A later analysis of the method used in the Marqués' experiment suggested that the detection mechanism was unlikely but the suggestion was refuted, and attempts to reproduce these observations with different methods have not successfully detected any neutron clusters.

== Consequences of hypothetical bound tetraneutrons==
If, however, the existence of bound tetraneutrons were ever independently confirmed, considerable adjustments would have to be made to current nuclear models. Bertulani and Zelevinsky proposed that, if it existed, the tetraneutron could be formed by a bound state of two dineutron systems. However, attempts to model interactions that might give rise to multineutron clusters have failed, and it "does not seem possible to change modern nuclear Hamiltonians to bind a tetraneutron without destroying many other successful predictions of those Hamiltonians. This means that, should a recent experimental claim of a bound tetraneutron be confirmed, our understanding of nuclear forces will have to be significantly changed."
Further work in 2019 suggests potentially observable consequences in neutron star crusts, if the tetraneutron exists.

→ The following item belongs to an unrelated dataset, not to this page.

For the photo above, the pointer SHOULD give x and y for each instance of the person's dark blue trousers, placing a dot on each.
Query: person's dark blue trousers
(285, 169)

== Evidence for very short lived resonances ==

In 2016, researchers at RIKEN in Wakō, Japan observed evidence that the tetraneutron exists briefly as a resonance. They fired a beam of neutron-rich helium-8 nuclei (two protons and six neutrons) at a liquid target composed of helium-4 (two protons and two neutrons). Occasionally, the reaction produced beryllium-8 nuclei with four protons and four neutrons, leaving four neutrons unaccounted for. If a four-neutron nucleus did occur, it lasted for about 10^{−21} seconds before decaying into other particles.

Evidence for unbound clusters of 4 neutrons resonances in the disintegration of beryllium-14 nuclei, in ^{8}He-^{8}Be interactions, and collisions of ^{4}He nuclei give an estimated lifetime around 10^{−22} seconds.
These discoveries should deepen our understanding of the nuclear forces.